- Born: 14 July 1815 Saint-Michel-de-Maurienne, Mont-Blanc, First French Empire
- Died: 5 April 1854 (aged 38) Gondokoro, Equatoria, South Sudan
- Citizenship: Savoyard
- Occupation: Explorer

= Alexandre Vaudey =

Alexandre Vaudey (14 July 1815 – 5 April 1854) was a Savoyard explorer and trader active in Egypt and Sudan. He served as Sardinian proconsul at Khartoum and was a member of the Société de Géographie of Paris and a corresponding member of the Royal Geographical Society of London.

== Biography ==
Alexandre Vaudey was born in 1815 in the town of Saint-Michel-de-Maurienne, in the Maurienne valley, then part of the Duchy of Savoy.

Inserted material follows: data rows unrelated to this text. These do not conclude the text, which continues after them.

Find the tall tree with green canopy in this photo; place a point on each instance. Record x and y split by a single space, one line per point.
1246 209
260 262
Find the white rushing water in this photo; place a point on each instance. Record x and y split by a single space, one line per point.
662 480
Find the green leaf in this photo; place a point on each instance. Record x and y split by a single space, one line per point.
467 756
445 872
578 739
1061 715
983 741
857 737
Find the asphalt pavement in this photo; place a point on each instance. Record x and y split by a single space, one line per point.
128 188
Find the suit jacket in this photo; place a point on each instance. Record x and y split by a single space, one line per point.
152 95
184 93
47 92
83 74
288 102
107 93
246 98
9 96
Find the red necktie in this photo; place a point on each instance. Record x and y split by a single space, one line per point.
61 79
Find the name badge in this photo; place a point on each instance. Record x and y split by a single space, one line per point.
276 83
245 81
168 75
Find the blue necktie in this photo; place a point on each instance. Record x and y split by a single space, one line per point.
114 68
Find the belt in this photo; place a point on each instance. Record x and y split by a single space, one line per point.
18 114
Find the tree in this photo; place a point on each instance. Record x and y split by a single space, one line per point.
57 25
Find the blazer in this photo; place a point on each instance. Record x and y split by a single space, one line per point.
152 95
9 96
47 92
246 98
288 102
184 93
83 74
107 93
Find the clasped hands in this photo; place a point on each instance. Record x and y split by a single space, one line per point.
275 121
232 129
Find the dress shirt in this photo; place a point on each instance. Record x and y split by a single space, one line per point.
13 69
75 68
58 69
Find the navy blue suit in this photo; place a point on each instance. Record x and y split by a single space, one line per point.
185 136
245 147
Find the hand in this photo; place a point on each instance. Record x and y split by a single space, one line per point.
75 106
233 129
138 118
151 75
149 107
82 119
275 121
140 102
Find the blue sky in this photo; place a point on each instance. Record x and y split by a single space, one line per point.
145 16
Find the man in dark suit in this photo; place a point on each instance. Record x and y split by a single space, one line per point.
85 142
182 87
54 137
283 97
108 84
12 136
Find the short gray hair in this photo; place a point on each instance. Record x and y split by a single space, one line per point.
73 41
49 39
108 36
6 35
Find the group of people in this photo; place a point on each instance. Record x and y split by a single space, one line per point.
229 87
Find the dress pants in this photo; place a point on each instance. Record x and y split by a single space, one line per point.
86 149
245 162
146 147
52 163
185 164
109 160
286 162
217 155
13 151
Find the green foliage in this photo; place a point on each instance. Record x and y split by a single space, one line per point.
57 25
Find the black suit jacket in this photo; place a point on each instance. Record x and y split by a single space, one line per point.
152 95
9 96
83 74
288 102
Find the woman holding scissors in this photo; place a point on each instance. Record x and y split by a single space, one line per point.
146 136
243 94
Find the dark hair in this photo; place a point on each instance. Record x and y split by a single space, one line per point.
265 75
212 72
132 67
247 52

In 1839, he went to Egypt, where he taught and became tutor to the sons of Mehemet Ali. With them, he explored Upper Egypt and Sudan. He later became involved in the trade of gum and ivory. He traveled in Kordofan and attempted an expedition into Darfur, but was killed by the Bari near Gondokoro.

From 1843 to 1849, Vaudey served as secretary-general of the Sanitary Junta of Egypt. In 1851, he was joined by his two nephews, Jules and Ambroise Poncet, with whom he traveled to Sudan. In 1852, he became Sardinian proconsul at Khartoum.

He was a member of the Société de Géographie of Paris and a corresponding member of the Royal Geographical Society of London.

Vaudey was killed during an expedition on 5 April 1854 near Gondokoro, in Sudan.